The victims of these victims can be classed as victims themselves. Sociologists Gallagher and Mechanic used data from the National Health Interview Survey to determine that family members of psychologically-ill people often have poorer health outcomes and a greater tendency to use medical care structures. Mental illness can be infectious, raising stress levels of care-givers, triggering dormant psychological problems or creating new ones. And for families racked by severe mental consequences such as suicide, the unique blend of guilt, blame, and emotional distress can have effects that last for years, devastating social relationships and distorting the lives of surviving family and friends.

The destruction wreaked by those with disordered mental health is unintentional, but it’s destruction nonetheless. Not only is there not an emphasis on services for relatives and friends, but it often seems like they are not considered when mental illness is discussed. However, this is not an attack on these sufferers. The advances we’ve witnessed in mental health understanding this year, in talking and sharing your problems with family and friends, is progressive, inspiring, motivational. That legacy of silence and shame, the product of a past culture, should be well and truly eschewed.
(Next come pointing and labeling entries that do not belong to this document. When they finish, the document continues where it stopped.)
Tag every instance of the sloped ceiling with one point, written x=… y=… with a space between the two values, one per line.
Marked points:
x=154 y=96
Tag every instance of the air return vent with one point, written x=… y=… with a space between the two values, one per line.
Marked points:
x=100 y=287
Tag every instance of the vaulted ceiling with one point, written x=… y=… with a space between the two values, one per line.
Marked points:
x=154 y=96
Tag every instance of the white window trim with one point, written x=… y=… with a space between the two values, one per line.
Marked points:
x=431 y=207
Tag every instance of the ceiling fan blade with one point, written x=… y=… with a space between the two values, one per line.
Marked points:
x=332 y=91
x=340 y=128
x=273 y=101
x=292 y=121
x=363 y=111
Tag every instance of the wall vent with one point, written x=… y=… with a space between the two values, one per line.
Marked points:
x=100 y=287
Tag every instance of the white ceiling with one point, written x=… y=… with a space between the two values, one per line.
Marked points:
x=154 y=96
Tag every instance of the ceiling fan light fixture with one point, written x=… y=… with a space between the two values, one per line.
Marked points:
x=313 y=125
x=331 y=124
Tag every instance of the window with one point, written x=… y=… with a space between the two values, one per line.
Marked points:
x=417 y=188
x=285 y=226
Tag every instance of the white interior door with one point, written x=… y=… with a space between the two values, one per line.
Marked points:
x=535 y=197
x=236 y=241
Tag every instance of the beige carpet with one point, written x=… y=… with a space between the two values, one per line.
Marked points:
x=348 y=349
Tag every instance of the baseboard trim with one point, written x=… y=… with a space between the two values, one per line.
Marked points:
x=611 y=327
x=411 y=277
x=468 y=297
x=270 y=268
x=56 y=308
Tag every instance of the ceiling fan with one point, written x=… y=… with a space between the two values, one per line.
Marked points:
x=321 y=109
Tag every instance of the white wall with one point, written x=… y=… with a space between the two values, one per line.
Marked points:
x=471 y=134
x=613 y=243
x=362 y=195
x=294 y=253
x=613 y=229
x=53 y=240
For those who know what I’m talking about, and count somebody who struggles with mental illness among their family or friends, it can feel like your emotions or concerns are dwarfed by the overwhelming struggle with which your loved one contends. But it’s not a toss-up between supporting people who are ill and supporting the people who care about them. It’s not a game of “my problems are worse than yours”. Both groups deserve compassion and understanding, and only by talking about the bystanders and their issues can we start building a comprehensive mental health support network that takes all affected parties into account.